MSS clamping, fragmentation and ICMP blocking by firewall

I've had an ongoing issue with Android devices randomly disconnecting with "Connected but no internet" messages. This generally happens a few times per day for each device. These devices are connected to my OpenWRT router (BT Homehub 5A).

Looking into it further I suspected that this is due to packet fragmentation, so I turned on MSS clamping. Sure enough, this fixes the problem.

But thinking about it further, perhaps the correct fix would be to adjust the firewall to allow ICMP Needs Fragmentation packets. It's unclear to me why the default firewall rules in OpenWRT drop all ICMP packets other than echo reply.

So, my question is: should the firewall allow ICMP Needs Fragmentation packets?

No, if some icmp packet comes back in reply to a new or established connection, it will be allowed as related.

1 Like

Oh, yes, of course! I had forgotten about conntrack.

So, I guess I am back to wondering why MSS clamping is needed to enable these android devices to remain connected (other machines on my network which are running Linux don't have a problem).

All hosts in the lan should have an mtu of 1500, but the wan has usually lower value, 1492 for pppoe. So it needs to be adjusted. You might not notice it all the time for all the hosts if they send packets with small amount of data, for example ssh might work fine but scp will fail.

1 Like

Right, but devices that try to send packets with size > 1492 should receive back a ICMP Needs Fragmentation packet, and adjust MTU accordingly, should they not?

Yes they should, but it is no secret that path MTU discovery does not work reliably over the internet... Partly do to the pseudo-security of blocking ICMP messages in firewalls, and partly do to IP not having a better method for MTU truncation in the first place...

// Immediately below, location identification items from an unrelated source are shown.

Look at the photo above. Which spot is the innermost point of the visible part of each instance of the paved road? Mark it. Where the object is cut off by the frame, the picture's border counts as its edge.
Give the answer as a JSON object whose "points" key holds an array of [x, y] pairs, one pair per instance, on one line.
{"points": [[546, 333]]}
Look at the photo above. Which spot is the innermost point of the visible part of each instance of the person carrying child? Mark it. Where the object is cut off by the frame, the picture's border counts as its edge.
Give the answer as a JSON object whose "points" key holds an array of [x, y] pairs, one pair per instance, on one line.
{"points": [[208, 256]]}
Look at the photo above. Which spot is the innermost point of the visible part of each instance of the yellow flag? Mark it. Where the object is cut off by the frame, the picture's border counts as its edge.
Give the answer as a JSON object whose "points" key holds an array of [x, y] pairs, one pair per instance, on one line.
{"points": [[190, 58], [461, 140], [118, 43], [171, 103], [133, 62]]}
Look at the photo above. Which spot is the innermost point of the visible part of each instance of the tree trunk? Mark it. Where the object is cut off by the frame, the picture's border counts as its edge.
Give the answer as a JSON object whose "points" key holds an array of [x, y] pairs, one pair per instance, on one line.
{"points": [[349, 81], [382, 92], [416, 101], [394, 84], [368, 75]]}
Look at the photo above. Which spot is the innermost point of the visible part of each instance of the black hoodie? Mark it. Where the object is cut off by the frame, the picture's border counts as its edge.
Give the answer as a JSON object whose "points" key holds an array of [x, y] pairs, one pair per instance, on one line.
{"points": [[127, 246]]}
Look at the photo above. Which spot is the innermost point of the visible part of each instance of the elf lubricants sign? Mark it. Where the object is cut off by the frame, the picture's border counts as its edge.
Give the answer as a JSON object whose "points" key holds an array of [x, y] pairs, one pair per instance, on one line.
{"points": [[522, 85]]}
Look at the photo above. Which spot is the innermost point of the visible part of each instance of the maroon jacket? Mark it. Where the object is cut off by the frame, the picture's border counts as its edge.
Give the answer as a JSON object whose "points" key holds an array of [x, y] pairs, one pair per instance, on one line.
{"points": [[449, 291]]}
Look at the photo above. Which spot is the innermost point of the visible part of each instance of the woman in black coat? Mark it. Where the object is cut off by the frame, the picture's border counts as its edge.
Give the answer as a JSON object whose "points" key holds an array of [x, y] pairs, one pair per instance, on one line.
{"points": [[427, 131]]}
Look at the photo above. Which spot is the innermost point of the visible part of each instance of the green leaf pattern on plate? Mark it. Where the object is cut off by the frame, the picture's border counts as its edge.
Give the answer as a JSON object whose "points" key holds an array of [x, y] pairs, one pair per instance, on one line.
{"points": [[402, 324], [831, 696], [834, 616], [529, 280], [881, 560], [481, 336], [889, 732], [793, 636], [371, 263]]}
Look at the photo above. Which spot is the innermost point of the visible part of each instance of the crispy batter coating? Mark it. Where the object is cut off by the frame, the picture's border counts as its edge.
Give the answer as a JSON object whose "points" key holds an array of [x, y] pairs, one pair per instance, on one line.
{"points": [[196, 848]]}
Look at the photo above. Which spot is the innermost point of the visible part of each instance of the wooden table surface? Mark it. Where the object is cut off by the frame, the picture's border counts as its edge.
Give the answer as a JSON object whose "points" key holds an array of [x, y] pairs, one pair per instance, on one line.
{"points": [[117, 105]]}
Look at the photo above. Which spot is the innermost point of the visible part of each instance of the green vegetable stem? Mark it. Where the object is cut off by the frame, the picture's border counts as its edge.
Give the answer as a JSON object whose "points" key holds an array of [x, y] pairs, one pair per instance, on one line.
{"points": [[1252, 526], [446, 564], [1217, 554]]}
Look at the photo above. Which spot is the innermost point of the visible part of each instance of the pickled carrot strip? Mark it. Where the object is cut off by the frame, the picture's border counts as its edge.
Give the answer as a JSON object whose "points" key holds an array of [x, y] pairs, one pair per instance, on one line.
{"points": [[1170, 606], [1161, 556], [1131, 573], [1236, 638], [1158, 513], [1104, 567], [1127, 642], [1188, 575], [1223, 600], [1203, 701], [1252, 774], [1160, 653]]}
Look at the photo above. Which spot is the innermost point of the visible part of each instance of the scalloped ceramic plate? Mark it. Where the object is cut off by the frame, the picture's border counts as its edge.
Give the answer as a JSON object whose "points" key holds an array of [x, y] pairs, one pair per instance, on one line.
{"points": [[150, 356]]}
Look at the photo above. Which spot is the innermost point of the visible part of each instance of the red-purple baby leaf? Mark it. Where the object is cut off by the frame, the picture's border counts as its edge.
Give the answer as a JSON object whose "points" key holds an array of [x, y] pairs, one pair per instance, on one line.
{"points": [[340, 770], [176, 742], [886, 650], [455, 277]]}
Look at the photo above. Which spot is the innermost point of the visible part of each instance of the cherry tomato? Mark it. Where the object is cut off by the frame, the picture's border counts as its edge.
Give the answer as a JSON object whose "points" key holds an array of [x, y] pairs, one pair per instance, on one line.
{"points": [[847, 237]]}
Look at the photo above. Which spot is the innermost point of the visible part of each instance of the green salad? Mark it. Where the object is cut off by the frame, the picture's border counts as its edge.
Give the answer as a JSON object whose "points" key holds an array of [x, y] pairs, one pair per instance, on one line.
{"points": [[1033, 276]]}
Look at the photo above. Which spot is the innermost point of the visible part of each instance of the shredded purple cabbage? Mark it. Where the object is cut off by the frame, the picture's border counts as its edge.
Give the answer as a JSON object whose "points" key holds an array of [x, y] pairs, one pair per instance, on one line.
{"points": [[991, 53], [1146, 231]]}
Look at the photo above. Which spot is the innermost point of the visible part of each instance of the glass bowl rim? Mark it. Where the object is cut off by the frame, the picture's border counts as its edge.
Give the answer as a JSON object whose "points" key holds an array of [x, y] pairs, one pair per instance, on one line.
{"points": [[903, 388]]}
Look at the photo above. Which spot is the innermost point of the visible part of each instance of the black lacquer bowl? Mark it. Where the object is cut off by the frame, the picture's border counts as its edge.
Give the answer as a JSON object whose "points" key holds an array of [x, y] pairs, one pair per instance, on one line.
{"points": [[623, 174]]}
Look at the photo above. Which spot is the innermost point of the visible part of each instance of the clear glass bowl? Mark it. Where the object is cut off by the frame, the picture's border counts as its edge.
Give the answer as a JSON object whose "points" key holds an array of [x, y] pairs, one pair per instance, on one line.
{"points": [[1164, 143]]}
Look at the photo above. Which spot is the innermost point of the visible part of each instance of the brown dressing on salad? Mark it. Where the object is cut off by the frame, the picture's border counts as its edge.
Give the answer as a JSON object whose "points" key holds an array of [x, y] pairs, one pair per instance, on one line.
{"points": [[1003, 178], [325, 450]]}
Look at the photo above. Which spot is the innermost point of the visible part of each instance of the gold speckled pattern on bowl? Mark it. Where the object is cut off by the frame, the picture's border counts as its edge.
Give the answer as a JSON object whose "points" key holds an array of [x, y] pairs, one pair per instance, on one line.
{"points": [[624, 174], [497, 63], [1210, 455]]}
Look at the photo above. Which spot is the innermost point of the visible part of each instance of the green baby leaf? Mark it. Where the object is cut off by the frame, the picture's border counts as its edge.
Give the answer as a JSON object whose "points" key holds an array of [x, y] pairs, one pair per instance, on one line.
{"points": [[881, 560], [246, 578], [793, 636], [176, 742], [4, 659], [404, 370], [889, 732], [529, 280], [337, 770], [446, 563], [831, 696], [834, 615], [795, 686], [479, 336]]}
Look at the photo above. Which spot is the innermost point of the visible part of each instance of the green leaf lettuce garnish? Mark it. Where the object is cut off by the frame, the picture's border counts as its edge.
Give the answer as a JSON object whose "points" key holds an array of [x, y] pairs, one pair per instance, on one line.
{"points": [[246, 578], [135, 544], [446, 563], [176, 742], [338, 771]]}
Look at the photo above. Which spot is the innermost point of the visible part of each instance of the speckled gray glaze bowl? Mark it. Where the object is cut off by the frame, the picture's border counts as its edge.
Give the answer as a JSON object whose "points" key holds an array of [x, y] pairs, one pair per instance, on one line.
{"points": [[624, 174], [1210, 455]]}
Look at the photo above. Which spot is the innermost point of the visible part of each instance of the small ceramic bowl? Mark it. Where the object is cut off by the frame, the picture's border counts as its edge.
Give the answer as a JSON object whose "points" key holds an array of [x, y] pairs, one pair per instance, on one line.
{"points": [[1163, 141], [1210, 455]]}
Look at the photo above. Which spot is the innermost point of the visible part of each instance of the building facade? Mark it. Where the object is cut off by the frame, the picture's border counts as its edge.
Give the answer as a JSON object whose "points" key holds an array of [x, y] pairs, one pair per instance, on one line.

If IP had a bit to set for truncated packet, it could set that bit and simply transmit the largest packet it can transmit (it would need to recalculate checksums) the endpoint would get better/faster feedback of a full path's capability (sure the receiver would still need to tell the sender) without changing the protocol... I guess early internet protocol designers simply assumed that nobody in their right mind would block internet-control-message-protocol packets in the first place... and/or hops would simply fragment packets to fit their MTU...

2 Likes

MSS clamping on the wan interface limits the TCP segment size the remote peer is allowed to send to you. If you wanted to disable it, an alternative would be path MTU discovery for the receive direction. This requires ICMP messages sent by your ISP's router to get unfiltered to the remote TCP peer. If this does not work, there is not much you can do to fix it, short of reenabling MSS clamping as a workaround.